The American Bar Association filed an amicus brief on Nov. 8 with the U.S. Supreme Court, arguing that Texas “failed to faithfully follow” the high court’s previous ruling prohibiting the state from using nonclinical judicially created standards for determining intellectual disability in death penalty cases.
In March 2017 in a 5-3 decision, the Supreme Court told the Texas Court of Criminal Appeals (CCA) that it erred in its use of nonclinical factors in rejecting a habeas corpus, or due process, application from a death row inmate. Lawyers for Bobby James Moore contended their client could not be executed by Texas because he has an intellectual disability under clinical standards — a standard the Supreme Court set as a bar in prior decisions.
In Atkins v. Virginia, for instance, the high court ruled 6-3 in 2002 that executing people with intellectual disabilities violates the Eighth Amendment’s ban on cruel and unusual punishment. The ruling cited certain scientifically based clinical standards as proper measures to determine intellectual disability, but also gave states leeway on how to define it.
On remand, the Texas court used nearly identical factors to again affirm Moore’s death sentence. But his lawyers contend those factors run afoul of the Supreme Court’s holding in Moore I.
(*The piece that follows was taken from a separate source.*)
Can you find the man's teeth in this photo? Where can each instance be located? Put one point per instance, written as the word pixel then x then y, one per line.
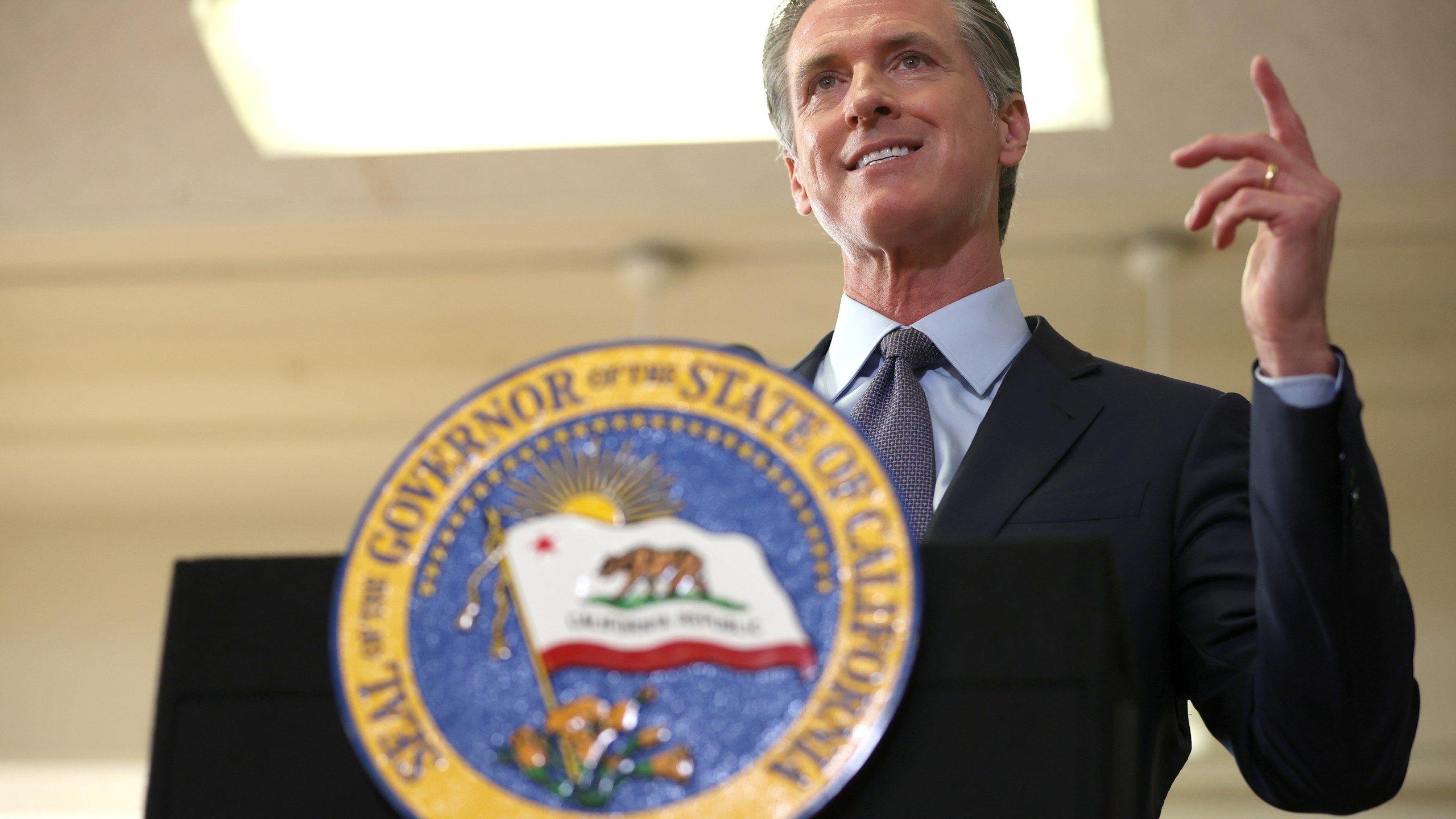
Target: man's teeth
pixel 882 155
“In Moore I, this court provided clear instructions to the CCA to avoid the constitutional errors that had infected its earlier decision regarding Moore’s sentence,” the ABA brief said. “The CCA ignored those instructions … But the Eighth Amendment prohibition against execution of the intellectually disabled, as articulated and interpreted by this court, is ‘binding upon the states and, under the Supremacy Clause of Article VI of the Constitution, it must be obeyed.’”
The ABA House of Delegates has not taken a position on the death penalty per se. But since 1979, the House has adopted a series of policies providing recommendations to lawmakers and other criminal justice stakeholders in capital punishment cases.